Shriver told the Guardian that Ramsay is working on the script with Rob Festinger, screenwriter on the award-winning In the Bedroom, which starred Sissy Spacek and Marisa Tomei. The author herself is keeping well away from the adaptation process. 'I've had it up to my eyeballs with that book,' she says. 'Not that I'm complaining, but I feel that I did my job. I need somebody else to come in and inject a freshness. They've been very nice about promising me some sort of consultative role, but I know better than to take that seriously. It's sweet of them even to offer.'"

The Shakespeare Book of Lists

The old joke goes something like this: A guys walks out of the theater after seeing Hamlet for the first time. "I don't know why everybody thinks Hamlet is such a well-written play," he says. "It is full of cliches." Well, here is a whole list of cliches, along with where they originated.
Via Kottke

Monday, June 05, 2006

Dalai Lama Honors Tintin with Tibet Award.


"Tintin will be the first comic character to be awarded the Truth of Light award by the Dalai Lama, for making a significant contribution to the public's understanding of Tibet.
In the story, the young intrepid reporter Tintin and his companions, the blustering Captain Haddock and faithful dog, Snowy, go in search of Tintin's Chinese friend, Chang, in the Tibetan mountains."

Friday, June 02, 2006

top 50 adaptations revealed

As anyone who has seen any version of Anna Karenina knows, a great book does not necessarily make a great film.

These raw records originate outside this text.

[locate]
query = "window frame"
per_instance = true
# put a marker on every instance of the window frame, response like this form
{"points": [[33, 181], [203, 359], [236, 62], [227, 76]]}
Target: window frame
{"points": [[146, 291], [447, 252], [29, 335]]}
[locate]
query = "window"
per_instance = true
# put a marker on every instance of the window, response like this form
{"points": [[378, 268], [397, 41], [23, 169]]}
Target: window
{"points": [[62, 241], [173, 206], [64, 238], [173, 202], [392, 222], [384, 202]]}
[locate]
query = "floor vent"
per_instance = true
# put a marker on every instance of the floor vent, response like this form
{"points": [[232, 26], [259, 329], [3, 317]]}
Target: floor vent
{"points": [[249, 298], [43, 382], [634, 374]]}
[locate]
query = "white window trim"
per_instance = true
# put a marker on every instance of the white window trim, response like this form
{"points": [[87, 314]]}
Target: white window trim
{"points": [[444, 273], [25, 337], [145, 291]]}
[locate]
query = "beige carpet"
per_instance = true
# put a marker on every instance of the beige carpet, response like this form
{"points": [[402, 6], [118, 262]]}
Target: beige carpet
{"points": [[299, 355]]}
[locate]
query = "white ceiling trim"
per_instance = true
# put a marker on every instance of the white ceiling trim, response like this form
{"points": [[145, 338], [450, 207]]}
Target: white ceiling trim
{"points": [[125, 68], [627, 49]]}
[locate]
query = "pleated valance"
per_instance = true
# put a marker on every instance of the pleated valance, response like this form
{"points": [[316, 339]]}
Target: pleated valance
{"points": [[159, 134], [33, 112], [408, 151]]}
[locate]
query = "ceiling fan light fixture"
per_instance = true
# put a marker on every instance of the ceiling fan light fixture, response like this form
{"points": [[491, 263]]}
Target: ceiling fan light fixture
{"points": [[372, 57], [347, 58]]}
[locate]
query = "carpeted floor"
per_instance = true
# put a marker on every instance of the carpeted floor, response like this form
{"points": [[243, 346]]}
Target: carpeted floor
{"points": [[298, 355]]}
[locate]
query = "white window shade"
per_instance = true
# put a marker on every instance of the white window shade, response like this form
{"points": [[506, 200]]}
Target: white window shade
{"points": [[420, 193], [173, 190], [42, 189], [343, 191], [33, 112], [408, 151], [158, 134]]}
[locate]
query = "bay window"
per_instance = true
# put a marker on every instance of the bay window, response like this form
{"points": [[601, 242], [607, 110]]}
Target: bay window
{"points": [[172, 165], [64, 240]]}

And while The Godfather was a great movie, was it a great novel? Probably not.
These and other debates went into deciding a longlist of what are deemed the 50 best film adaptations of all time. Organised by the Guardian, a panel of experts has drawn up the list, which will be voted on by the public. The chains Waterstones and Borders are also involved and will promote the books in shops.